Physicians spend the majority of the consultation time talking, typically discussing medical or technical issues (Detmar, Muller, Wever, Schornagel, & Aaronson, 2001; Hack, et al., 2005; Ong, et al., 1995), or asking close-ended questions (Ong, et al., 1995). While providing technically important information, physicians often appear to misunderstand the type of information that is valuable to patients (i.e., specifics of how treatment will affect patient quality of life) or have difficulty assessing symptoms and needs completely (Hack, et al., 2005; Ong, et al., 1995). With respect to psychosocial issues, what physicians and patients are willing to discuss, and who initiates that discussion, depends upon the topic, the physician’s attitude toward discussing psychosocial aspects of care, time constraints, and patient-related factors (e.g. age, gender) (Detmar, Aaronson, Wever, Muller & Schornagel, 2000; Detmar, et al., 2001; Hack, et al., 2005).

Authors suggest oncologists may not provide complete information or may actively withhold information due to: discomfort with their own EOL communication skills or knowledge (Ong, et al., 1995; Stiefel, 2006), clinical uncertainty (Christakis, 1999), a sense of failing the dying patient or facing the patient’s (unrealistic) expectations (Stiefel, 2006), fear of creating or worsening patient or caregiver distress (Helft, 2005; Ong, et al., 1995; Stiefel, 2006;), time constraints (Hack, et al., 2005), and patient characteristics and communication style (Street, 1991). Some authors cite collusion between physicians and patients, preferring not to discuss or to delay discussion of diagnosis, prognosis or EOL options either due to patient preference, cultural norms, a paternalistic sense of what is best for the patient, personal discomfort, or concerns of patient distress (Helft, 2005; Mack, et al., 2007; The, et al., 2000).

Empirical results suggest that physicians often do not disclose the terminal prognosis to their patients or do not do so in a manner that facilitates patient acceptance (Chan & Woodruff 1997; Cherlin, et al., 2005; Glare, et al., 2003; Hagerty,et al., 2005). In the Coping with Cancer (CwC) study, approximately 30% of patients reported being given their prognosis by their physician at baseline, despite study entry criteria that included metastatic disease, failure of first-line chemotherapy and life expectancy of six months or less (Wright, et al., 2008). In the Connecticut Hospice study less than half of the bereaved caregivers reported being told the patient’s life expectancy despite the patient being enrolled in hospice (Cherlin, et al., 2005).

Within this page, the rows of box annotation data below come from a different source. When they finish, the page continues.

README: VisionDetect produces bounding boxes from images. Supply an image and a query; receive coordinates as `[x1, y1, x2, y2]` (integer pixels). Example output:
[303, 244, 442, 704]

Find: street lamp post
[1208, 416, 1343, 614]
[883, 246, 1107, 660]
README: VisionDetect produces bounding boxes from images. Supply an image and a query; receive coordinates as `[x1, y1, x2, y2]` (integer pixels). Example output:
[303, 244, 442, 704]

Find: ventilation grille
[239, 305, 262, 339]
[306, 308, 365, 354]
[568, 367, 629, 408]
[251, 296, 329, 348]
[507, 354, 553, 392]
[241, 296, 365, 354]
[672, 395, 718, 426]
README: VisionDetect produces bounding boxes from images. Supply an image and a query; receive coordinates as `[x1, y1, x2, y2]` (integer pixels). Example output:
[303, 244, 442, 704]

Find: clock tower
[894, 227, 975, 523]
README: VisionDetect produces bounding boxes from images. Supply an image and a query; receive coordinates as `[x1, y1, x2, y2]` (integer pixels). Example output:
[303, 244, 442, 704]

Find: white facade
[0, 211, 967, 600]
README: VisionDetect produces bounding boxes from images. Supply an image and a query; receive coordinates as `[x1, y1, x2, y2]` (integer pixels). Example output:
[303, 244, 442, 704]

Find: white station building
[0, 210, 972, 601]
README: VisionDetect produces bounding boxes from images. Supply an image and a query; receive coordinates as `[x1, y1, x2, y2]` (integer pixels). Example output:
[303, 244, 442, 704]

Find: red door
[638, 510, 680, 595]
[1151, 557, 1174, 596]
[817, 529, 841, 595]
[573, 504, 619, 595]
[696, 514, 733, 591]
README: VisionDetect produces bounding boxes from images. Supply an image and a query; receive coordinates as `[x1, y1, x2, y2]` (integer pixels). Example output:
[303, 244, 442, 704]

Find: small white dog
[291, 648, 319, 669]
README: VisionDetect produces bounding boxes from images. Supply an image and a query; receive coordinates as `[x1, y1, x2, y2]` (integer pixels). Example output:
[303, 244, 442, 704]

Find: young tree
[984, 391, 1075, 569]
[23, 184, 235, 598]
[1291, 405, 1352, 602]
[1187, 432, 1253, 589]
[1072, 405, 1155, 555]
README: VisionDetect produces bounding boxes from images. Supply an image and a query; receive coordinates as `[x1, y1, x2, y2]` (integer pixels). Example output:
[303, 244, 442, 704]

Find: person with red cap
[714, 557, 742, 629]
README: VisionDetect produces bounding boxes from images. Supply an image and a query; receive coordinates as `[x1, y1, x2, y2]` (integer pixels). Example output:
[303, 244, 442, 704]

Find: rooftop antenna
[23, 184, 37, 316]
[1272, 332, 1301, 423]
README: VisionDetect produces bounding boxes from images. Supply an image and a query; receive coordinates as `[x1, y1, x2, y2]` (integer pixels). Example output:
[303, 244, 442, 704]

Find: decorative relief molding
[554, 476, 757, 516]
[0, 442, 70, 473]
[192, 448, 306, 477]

Studies also show that when physicians forecast prognoses they tend to be overly optimistic, with survival estimates approximately 3 times longer than the patient’s actual survival (Chan & Woodruff, 1997; Cherlin, et al., 2005; Glare, et al., 2003; Hagerty, et al., 2005; Parkes, 1972). And physicians tend to communicate more optimistic life estimates to patients and family members than they formulate privately. A study of physicians referring patients to hospice found that the median survival they communicated to patients was 90 days, their median formulated survival was 75 days, and the median observed survival was 24 days (Parkes, 1972). Oncologists may also inadvertently mislead patients regarding their prognosis when attempting to offer hope; for example, addendums to the prognostic discussion such as mentioning why the patient might “beat the odds” if they are younger than the typical patient with the same prognosis may effectively discount or negate the relevance of the prognostic information given (Prigerson, 1992).

Finally oncologist-specific factors likely play a role in determining what is communicated; for example, oncologists at academic medical centers appear to disclose prognoses to their patients less often than community-based oncologists (Prigerson, 1992 Wright et al. 2008). Although this may be due to physician characteristics alone (such as discomfort, fear of failing the patient or hope regarding clinical trial participation), it may also be the result of interactions between physician and patient characteristics or perceptions of patient expectations on the part of physicians (e.g. patients’ hope for cure when receiving care at an academic medical center). Further research is necessary to understand how physician characteristics determine and interact with patient characteristics resulting in observed EOL communication and outcomes.

What is Heard

Most studies suggest that patients either do not understand or do not recall a significant amount of information provided in a medical visit and cancer patients are particularly vulnerable after receiving bad news (Hack, et al., 2005; Ong, et al., 1995). Our Ourfinding that 33% of patients reported having had EOL discussions (Wright, et al., 2008) is similar to the rate reported by patients in the Lehmann study but different than the 72% of oncologists recorded as having EOL discussions when audio-taped (Lehmann, Shaykevich & Weeks, 2007). This supports the idea that patients who report an EOL discussion may be a select group and that many patients may not hear or understand the message when prognostic information is shared. In our study, patients who reported an EOL discussion were also more likely to want their physician to tell them their life-expectancy (Wright, et al., 2008), suggesting that physicians may selectively disclose the prognosis to those patients whom they think want, and can “handle”, this information.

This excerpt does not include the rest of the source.